Öymen, bu bölümde yayın hayatına kendisine biat eden gazeteler kazandırmak işiyle Menderes’in şahsen ilgilendiğini çok çarpıcı tanıklıklar üzerinden aktarıyor. Türkiye’deki muhafazakâr kesimin rol modellerinden Necip Fazıl Kısakürek’e Başbakan Menderes’in yanından çıktıktan sonra hemen yandaki odada örtülü ödenekten nakit 5 bin lira verilmesi bunlar arasında sayılabilir. Bu para yeni bir gazetenin hazırlığı ve Kısakürek’in “rahatı” için verilmiştir. Daha sonra Kısakürek’e yine Başbakan’ın talimatıyla Osmanlı Bankası’ndan geri ödemesiz 30 bin liralık bir hibe kredi de verilecektir.
Özellikle devlet ilanlarını yönlendirerek çok sayıda yeni gazete çıkmasını teşvik eden Menderes’in, kendisini eleştiren gazetelere karşı ise en ufak bir tahammülü yoktur. Basını susturmak için başvurduğu yöntemlerden biri de vergi denetiminin gazete patronlarını köşeye sıkıştırmak için kullanılmasıdır. Bağımsız gazetecilik yapan Safa Kılıçlıoğlu’nun Yeni Sabah Gazetesi’ne Maliye müfettişlerini gönderir.

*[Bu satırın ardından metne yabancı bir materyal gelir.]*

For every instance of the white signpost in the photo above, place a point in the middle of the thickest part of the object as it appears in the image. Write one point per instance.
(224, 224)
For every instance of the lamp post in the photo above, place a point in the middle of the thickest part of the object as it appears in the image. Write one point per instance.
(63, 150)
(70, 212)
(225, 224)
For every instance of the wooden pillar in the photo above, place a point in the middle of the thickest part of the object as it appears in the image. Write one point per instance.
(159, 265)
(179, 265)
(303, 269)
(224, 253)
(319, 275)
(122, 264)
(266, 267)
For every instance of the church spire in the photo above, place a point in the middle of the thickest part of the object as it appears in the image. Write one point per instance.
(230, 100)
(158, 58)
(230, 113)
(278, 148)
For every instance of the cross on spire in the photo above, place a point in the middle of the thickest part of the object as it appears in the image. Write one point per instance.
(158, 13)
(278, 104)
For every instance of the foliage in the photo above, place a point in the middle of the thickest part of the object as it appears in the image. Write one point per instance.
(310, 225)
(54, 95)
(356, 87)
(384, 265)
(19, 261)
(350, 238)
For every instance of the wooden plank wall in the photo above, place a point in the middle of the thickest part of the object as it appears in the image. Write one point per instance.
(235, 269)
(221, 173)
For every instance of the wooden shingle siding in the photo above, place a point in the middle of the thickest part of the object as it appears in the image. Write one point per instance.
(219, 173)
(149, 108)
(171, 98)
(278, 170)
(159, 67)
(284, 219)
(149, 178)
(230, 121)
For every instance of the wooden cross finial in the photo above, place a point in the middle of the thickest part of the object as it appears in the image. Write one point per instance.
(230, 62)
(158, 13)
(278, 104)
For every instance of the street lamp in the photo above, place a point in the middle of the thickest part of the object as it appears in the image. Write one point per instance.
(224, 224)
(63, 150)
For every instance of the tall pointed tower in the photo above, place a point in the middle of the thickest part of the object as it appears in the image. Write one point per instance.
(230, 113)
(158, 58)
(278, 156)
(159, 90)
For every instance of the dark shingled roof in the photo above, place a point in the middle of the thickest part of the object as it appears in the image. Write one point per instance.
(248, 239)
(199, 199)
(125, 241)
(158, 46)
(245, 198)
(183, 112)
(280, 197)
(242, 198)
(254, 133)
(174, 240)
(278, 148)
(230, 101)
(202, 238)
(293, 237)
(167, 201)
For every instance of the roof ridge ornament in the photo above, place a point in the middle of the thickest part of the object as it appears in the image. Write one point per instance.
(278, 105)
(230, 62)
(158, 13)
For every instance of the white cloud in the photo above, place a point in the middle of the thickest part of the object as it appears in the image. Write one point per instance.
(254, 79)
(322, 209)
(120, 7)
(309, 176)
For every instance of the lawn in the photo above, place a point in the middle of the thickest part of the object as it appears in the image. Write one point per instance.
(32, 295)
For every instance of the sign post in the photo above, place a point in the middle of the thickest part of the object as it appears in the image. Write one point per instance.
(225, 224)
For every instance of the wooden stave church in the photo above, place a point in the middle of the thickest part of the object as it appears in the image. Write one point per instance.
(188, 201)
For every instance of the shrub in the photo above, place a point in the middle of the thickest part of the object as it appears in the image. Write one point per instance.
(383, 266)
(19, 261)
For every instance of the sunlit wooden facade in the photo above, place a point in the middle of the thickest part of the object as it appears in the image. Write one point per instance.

Müfettişler altı ay süreyle gazetede kalır.
DEMOKRAT PARTİ DÖNEMİNE ELEŞTİREL BAKABİLMEK
DP’nin 1954 seçiminden iki ay önce çıkardığı 6334 sayılı basın yasası ise gazetecilerin neredeyse her haber için hapse atılmalarının önünü açan son derece soyut suç tarifleri getirir. Ve gazetecilerin sıkça tutuklanıp soluğu cezaevinde aldıkları bir dönem başlar.
Öymen’e göre, DP, otoritesi dışında kalan ne kadar güç varsa hizaya getirmek hedefiyle davranır. Örneğin, 1954’te seçim zaferinden sonra ilk icraatı istediği yargıcı emekli etmesini mümkün kılan bir yasa çıkartarak yargı üzerinde muazzam bir baskı kurması olur.
Özetle, “Öfkeli Yıllar”, DP’nin iktidara geldikten sonra büyük bir hızla otoriter bir yönetime kaymasının öyküsü aslında.
1960 darbesinin yanlışlığı ve Menderes’in asılmasının Türkiye tarihinin bir utanç sayfasını oluşturması, DP döneminin hiç de parlak olmayan demokrasi sicilinin sorgulanmasını engellememelidir.